Terapias focais: HIFU e crioablação
Quando o foco passa do diagnóstico para o tratamento, surge a proposta mais disruptiva: tratar apenas a porção acometida da próstata, preservando o máximo de tecido saudável. É a chamada ablação focal, que vem ganhando aceitação. O HIFU (ultrassom focalizado de alta intensidade) usa ondas ultrassônicas direcionadas para aquecer e destruir as células tumorais com precisão milimétrica, sem incisão. Já a crioablação congela a área de interesse com “bolas de gelo” super-resfriadas, deixando apenas pequenas marcas de punção das agulhas. Em ambos os casos, o objetivo é o mesmo: mirar o alvo e blindar o entorno.

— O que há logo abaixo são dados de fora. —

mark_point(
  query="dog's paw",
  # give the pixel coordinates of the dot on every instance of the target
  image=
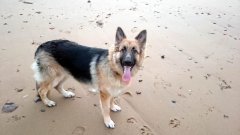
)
(68, 94)
(115, 108)
(109, 124)
(50, 103)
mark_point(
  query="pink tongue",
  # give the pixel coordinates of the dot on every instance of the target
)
(126, 74)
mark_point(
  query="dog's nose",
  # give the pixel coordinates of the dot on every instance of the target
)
(127, 63)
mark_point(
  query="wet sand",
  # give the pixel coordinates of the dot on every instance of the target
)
(189, 84)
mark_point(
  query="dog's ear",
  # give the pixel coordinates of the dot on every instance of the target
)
(119, 35)
(142, 38)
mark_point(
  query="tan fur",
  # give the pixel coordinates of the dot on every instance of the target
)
(53, 75)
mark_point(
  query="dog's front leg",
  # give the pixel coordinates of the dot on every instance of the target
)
(105, 100)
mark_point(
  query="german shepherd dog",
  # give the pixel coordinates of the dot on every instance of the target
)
(108, 71)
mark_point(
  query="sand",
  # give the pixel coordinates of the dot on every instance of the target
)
(189, 84)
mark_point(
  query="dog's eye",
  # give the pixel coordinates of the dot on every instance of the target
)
(134, 50)
(124, 49)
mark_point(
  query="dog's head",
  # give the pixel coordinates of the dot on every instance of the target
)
(128, 54)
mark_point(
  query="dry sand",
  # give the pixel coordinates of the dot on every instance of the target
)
(190, 80)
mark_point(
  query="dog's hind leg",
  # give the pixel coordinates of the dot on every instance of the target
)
(44, 88)
(59, 87)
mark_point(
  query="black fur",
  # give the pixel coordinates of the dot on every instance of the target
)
(73, 57)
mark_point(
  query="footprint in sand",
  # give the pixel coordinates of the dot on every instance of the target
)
(131, 120)
(79, 131)
(174, 123)
(145, 130)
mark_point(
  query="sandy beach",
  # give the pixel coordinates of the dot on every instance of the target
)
(189, 83)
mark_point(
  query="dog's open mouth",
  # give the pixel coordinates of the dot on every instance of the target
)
(126, 77)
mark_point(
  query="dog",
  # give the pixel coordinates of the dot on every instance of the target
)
(108, 71)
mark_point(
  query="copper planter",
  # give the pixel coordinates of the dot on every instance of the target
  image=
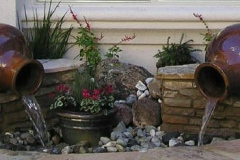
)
(220, 75)
(78, 127)
(17, 71)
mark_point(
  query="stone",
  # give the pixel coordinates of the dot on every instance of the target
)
(152, 132)
(13, 141)
(146, 112)
(131, 99)
(160, 134)
(156, 141)
(148, 80)
(112, 149)
(217, 139)
(110, 144)
(140, 133)
(56, 139)
(115, 135)
(141, 86)
(155, 89)
(142, 95)
(121, 127)
(128, 135)
(122, 142)
(30, 140)
(99, 150)
(173, 142)
(148, 128)
(139, 93)
(124, 114)
(136, 148)
(146, 92)
(190, 143)
(122, 76)
(83, 150)
(67, 150)
(104, 140)
(120, 148)
(168, 136)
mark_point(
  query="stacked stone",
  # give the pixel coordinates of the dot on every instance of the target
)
(183, 105)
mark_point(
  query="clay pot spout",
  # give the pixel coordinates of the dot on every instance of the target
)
(17, 71)
(219, 77)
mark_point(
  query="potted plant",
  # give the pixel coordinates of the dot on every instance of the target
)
(176, 54)
(46, 37)
(86, 106)
(85, 110)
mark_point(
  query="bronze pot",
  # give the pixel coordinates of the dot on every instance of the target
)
(220, 75)
(17, 71)
(77, 126)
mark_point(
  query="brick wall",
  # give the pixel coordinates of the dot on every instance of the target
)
(183, 105)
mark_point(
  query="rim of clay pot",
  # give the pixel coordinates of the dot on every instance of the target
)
(84, 115)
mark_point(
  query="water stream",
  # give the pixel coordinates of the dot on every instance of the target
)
(35, 114)
(209, 109)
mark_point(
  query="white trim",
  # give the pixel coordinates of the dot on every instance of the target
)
(151, 22)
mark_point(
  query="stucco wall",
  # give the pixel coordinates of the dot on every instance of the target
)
(8, 12)
(151, 22)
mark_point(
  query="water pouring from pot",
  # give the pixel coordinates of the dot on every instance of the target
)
(219, 77)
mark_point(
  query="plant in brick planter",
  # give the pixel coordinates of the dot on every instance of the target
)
(46, 36)
(176, 54)
(85, 107)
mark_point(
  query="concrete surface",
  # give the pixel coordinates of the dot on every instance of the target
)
(226, 150)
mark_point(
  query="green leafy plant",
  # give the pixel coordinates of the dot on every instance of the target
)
(83, 95)
(175, 54)
(47, 38)
(88, 43)
(208, 36)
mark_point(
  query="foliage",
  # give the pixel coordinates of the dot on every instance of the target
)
(208, 36)
(88, 44)
(47, 38)
(83, 94)
(175, 54)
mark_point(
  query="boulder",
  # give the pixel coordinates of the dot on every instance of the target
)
(125, 114)
(122, 76)
(146, 111)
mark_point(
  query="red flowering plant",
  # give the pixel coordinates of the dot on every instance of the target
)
(91, 99)
(84, 94)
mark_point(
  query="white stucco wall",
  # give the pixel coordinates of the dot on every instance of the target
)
(151, 22)
(8, 12)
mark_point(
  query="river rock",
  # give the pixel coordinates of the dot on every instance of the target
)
(122, 76)
(190, 143)
(146, 112)
(124, 114)
(131, 99)
(154, 88)
(141, 86)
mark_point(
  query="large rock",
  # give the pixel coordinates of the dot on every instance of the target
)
(122, 76)
(146, 112)
(125, 114)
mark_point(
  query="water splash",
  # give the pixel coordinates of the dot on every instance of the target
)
(35, 114)
(210, 106)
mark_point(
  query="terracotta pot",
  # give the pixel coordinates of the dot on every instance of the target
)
(17, 71)
(78, 127)
(220, 75)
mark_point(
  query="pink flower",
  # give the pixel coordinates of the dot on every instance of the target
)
(96, 92)
(51, 95)
(85, 93)
(62, 88)
(108, 89)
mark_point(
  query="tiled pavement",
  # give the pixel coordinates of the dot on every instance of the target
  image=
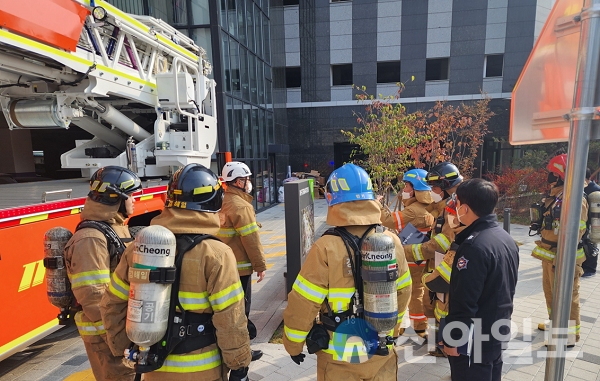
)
(62, 356)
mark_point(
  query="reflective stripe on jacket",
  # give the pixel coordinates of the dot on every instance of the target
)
(239, 230)
(547, 252)
(89, 265)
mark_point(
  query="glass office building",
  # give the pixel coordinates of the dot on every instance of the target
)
(236, 36)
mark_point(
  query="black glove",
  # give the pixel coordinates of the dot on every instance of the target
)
(298, 358)
(239, 375)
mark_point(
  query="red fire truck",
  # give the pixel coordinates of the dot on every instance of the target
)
(88, 64)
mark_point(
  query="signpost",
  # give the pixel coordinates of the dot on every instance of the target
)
(299, 226)
(542, 117)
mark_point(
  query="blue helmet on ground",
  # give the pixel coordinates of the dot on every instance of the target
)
(417, 178)
(348, 183)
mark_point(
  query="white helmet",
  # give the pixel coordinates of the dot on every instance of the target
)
(235, 169)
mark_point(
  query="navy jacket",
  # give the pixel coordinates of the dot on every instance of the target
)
(483, 281)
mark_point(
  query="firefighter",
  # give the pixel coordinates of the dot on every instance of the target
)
(416, 197)
(443, 179)
(326, 284)
(545, 249)
(209, 284)
(438, 280)
(90, 259)
(239, 230)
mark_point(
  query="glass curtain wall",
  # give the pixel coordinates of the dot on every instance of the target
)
(244, 73)
(247, 81)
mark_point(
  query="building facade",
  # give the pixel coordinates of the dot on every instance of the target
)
(454, 50)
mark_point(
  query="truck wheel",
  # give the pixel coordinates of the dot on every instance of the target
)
(133, 230)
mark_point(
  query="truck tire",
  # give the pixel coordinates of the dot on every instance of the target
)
(133, 230)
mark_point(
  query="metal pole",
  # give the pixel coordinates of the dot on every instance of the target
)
(568, 236)
(506, 219)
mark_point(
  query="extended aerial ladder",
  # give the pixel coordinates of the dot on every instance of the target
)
(138, 85)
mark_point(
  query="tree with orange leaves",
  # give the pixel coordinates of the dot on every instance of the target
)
(385, 137)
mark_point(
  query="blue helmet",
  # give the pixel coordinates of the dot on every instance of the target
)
(348, 183)
(417, 178)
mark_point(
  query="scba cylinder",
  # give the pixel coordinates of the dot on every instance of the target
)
(380, 272)
(148, 305)
(58, 287)
(594, 201)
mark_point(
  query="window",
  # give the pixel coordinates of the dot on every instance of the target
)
(341, 75)
(292, 77)
(436, 69)
(388, 72)
(493, 65)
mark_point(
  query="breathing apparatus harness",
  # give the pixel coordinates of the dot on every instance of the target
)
(318, 336)
(186, 331)
(545, 217)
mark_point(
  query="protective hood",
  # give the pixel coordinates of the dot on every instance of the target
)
(453, 189)
(554, 191)
(183, 221)
(239, 192)
(95, 211)
(365, 212)
(424, 197)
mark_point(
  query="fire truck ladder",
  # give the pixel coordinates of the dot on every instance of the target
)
(121, 66)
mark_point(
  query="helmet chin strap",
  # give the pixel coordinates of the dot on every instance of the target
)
(240, 188)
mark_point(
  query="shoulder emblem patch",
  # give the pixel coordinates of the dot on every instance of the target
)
(462, 263)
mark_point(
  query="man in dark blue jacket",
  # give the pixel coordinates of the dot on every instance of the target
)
(482, 286)
(590, 248)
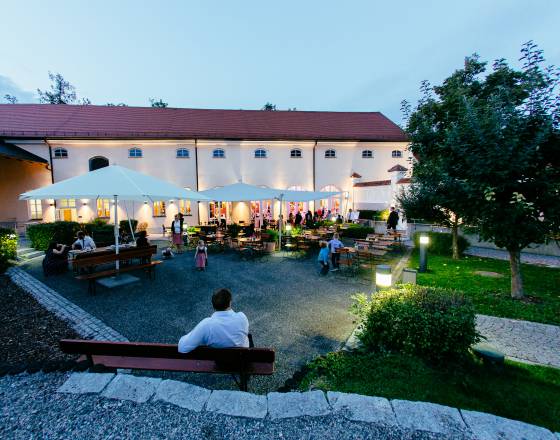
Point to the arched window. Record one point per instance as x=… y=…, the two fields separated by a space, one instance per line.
x=60 y=153
x=98 y=162
x=183 y=153
x=135 y=152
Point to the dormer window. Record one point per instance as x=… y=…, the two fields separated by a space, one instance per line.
x=135 y=152
x=218 y=153
x=60 y=153
x=183 y=153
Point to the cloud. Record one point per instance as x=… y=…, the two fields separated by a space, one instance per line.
x=7 y=86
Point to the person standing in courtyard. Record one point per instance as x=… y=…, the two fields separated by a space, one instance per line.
x=201 y=255
x=224 y=329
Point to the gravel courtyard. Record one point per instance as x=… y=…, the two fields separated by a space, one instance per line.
x=290 y=308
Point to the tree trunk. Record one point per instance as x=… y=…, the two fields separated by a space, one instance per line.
x=455 y=240
x=516 y=278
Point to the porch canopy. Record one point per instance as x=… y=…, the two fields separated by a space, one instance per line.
x=113 y=182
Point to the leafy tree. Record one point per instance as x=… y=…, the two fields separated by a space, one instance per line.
x=487 y=148
x=10 y=98
x=159 y=103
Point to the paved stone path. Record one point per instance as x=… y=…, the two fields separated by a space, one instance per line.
x=522 y=340
x=311 y=414
x=86 y=325
x=526 y=257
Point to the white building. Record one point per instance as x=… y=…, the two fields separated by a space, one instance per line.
x=363 y=155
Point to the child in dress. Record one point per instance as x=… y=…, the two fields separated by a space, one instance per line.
x=201 y=255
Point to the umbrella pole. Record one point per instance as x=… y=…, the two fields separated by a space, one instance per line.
x=116 y=234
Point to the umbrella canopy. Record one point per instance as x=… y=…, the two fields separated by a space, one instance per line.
x=243 y=192
x=113 y=181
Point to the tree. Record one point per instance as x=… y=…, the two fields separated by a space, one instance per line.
x=487 y=148
x=61 y=92
x=10 y=98
x=158 y=104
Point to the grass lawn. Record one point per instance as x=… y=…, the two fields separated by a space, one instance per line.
x=491 y=296
x=521 y=392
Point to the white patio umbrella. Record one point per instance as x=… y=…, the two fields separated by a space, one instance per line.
x=113 y=182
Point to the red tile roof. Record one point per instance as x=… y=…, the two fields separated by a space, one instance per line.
x=79 y=121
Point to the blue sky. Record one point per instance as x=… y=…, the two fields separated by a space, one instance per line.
x=313 y=55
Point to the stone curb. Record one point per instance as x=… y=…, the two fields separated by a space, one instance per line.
x=86 y=325
x=400 y=414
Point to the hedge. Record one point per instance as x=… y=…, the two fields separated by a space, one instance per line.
x=8 y=247
x=432 y=323
x=441 y=242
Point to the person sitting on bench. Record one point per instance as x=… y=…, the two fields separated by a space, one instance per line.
x=224 y=329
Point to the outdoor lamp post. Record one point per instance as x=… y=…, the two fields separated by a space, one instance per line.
x=424 y=241
x=383 y=276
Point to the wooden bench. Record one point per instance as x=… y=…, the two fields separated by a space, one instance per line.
x=244 y=362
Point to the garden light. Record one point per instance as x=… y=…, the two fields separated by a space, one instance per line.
x=383 y=276
x=424 y=241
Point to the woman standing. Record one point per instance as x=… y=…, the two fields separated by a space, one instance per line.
x=177 y=233
x=201 y=255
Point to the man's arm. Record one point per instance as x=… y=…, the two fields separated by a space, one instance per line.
x=195 y=338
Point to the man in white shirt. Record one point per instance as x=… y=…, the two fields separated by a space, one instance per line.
x=224 y=329
x=83 y=242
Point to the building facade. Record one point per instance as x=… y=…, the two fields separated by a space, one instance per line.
x=204 y=149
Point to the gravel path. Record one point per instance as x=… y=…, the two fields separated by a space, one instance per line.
x=542 y=260
x=522 y=340
x=24 y=414
x=290 y=308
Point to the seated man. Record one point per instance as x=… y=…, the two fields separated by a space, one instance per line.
x=85 y=241
x=224 y=329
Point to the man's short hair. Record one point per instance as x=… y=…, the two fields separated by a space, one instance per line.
x=221 y=300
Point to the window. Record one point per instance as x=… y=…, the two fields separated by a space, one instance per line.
x=60 y=153
x=183 y=153
x=35 y=210
x=218 y=153
x=135 y=152
x=185 y=207
x=103 y=209
x=159 y=209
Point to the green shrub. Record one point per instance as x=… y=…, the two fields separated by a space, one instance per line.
x=433 y=323
x=357 y=231
x=42 y=234
x=441 y=242
x=8 y=247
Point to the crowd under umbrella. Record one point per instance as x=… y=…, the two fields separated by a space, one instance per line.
x=117 y=183
x=244 y=192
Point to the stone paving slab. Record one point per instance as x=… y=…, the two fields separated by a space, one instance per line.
x=310 y=403
x=134 y=388
x=182 y=394
x=363 y=408
x=431 y=417
x=237 y=403
x=83 y=383
x=491 y=427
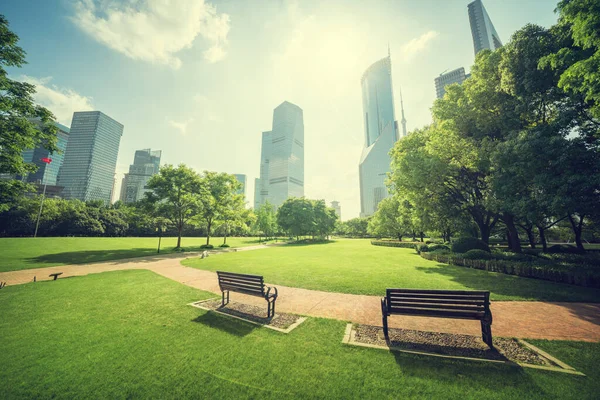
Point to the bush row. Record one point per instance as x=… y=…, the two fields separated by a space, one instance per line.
x=389 y=243
x=584 y=278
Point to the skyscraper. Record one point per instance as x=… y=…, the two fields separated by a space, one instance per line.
x=89 y=165
x=482 y=29
x=47 y=173
x=381 y=132
x=241 y=178
x=145 y=164
x=282 y=157
x=456 y=76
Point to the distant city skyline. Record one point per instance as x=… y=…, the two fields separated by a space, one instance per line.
x=178 y=95
x=282 y=157
x=88 y=169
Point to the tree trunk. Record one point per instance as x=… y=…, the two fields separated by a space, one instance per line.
x=513 y=238
x=577 y=229
x=542 y=232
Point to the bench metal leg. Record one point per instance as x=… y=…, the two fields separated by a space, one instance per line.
x=223 y=298
x=486 y=333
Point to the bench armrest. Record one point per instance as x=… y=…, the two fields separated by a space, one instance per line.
x=269 y=292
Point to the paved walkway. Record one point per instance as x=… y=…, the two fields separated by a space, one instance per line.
x=523 y=319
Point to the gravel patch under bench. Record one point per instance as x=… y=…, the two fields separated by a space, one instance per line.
x=453 y=345
x=280 y=321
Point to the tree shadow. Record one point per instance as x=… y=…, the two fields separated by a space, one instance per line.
x=230 y=325
x=514 y=286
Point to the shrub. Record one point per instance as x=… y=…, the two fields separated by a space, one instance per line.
x=477 y=254
x=462 y=245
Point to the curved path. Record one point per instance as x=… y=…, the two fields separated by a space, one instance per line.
x=523 y=319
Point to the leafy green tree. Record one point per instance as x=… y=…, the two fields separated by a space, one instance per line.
x=217 y=198
x=175 y=195
x=266 y=220
x=17 y=109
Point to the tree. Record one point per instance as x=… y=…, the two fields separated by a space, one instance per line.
x=217 y=199
x=175 y=195
x=266 y=220
x=17 y=110
x=386 y=221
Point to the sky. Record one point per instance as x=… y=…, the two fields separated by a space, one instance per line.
x=199 y=79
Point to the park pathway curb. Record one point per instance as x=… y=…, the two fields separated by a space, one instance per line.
x=521 y=319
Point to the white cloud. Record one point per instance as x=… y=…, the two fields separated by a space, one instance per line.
x=154 y=30
x=181 y=126
x=418 y=44
x=61 y=101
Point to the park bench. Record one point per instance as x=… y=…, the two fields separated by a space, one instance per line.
x=55 y=275
x=461 y=304
x=253 y=285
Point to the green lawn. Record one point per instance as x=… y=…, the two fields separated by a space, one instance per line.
x=355 y=266
x=130 y=334
x=26 y=253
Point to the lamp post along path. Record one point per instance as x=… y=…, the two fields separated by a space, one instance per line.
x=46 y=160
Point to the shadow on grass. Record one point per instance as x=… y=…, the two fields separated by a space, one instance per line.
x=230 y=325
x=512 y=285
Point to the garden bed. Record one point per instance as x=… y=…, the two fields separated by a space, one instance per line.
x=507 y=350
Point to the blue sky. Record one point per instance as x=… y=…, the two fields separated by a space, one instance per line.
x=199 y=80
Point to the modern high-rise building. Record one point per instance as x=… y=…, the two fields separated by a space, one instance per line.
x=282 y=157
x=47 y=174
x=241 y=178
x=91 y=157
x=456 y=76
x=337 y=208
x=146 y=163
x=482 y=29
x=381 y=132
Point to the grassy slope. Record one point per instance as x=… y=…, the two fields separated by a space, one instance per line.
x=355 y=266
x=26 y=253
x=131 y=334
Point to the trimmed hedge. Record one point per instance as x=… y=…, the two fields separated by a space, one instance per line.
x=390 y=243
x=462 y=245
x=586 y=278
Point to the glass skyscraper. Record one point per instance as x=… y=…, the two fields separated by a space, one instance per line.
x=90 y=159
x=47 y=174
x=145 y=164
x=282 y=157
x=482 y=29
x=381 y=132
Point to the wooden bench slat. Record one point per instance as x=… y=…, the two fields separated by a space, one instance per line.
x=439 y=313
x=453 y=292
x=440 y=307
x=436 y=301
x=243 y=276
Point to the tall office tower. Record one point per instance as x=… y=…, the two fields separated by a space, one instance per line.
x=338 y=210
x=381 y=132
x=241 y=178
x=145 y=164
x=282 y=157
x=456 y=76
x=482 y=29
x=47 y=174
x=89 y=166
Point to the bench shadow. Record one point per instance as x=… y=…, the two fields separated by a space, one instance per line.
x=221 y=322
x=512 y=285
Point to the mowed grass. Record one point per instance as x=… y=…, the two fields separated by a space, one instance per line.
x=26 y=253
x=130 y=334
x=355 y=266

Os números que sustentam o entusiasmo são expressivos. Segundo dados clínicos reunidos sobre ablação focal, o risco de incontinência de curto prazo fica em torno de 2% a 3%, contra quase 100% associados à prostatectomia. E cerca de 95% dos pacientes retornam à função erétil de base. Ambas as técnicas são desenhadas para reduzir o dano aos tecidos vizinhos e, com isso, minimizar os efeitos colaterais que mais afetam a qualidade de vida.
O elo que falta: acesso e treinamento
Tecnologia disponível não significa tecnologia acessível. A adoção das terapias focais depende de equipamentos específicos, protocolos de seleção de pacientes e, sobretudo, de equipes treinadas para indicá-las e executá-las com segurança. Sem uma imagem confiável para delimitar o tumor, não há ablação focal precisa — por isso o investimento em RM de qualidade e em radiologia de excelência é pré-requisito, e não detalhe. Também é preciso vigilância pós-tratamento, com RM e dosagem de PSA, para confirmar que a área tratada respondeu e monitorar o restante da glândula. É nesse ponto que a distância entre inovação e acesso se torna concreta no dia a dia dos serviços.
O que isso significa para o Brasil
Para a realidade brasileira, o recado é duplo. De um lado, estruturar fluxos de rastreio e diagnóstico apoiados em ressonância magnética é o primeiro degrau — tema que discutimos ao analisar a revisão Cochrane sobre rastreio de próstata com RM e as evidências de que o rastreio de câncer de próstata com RM pode ser mais eficaz. De outro, a incorporação gradual de terapias focais exige planejamento de compra, capacitação e critérios claros de indicação. Nem todo paciente é candidato à ablação focal, e a decisão precisa ser individualizada.
Perspectivas
O futuro do cuidado ao câncer de próstata caminha para a personalização: imagens mais inteligentes para decidir quem tratar e onde, somadas a intervenções que preservam função. A tecnologia já existe; o desafio é democratizá-la. Aproximar inovação e acesso será menos uma questão de invenção e mais de organização — investir em imagem, treinar equipes e definir protocolos para que o avanço chegue a mais pacientes, com menos sequelas.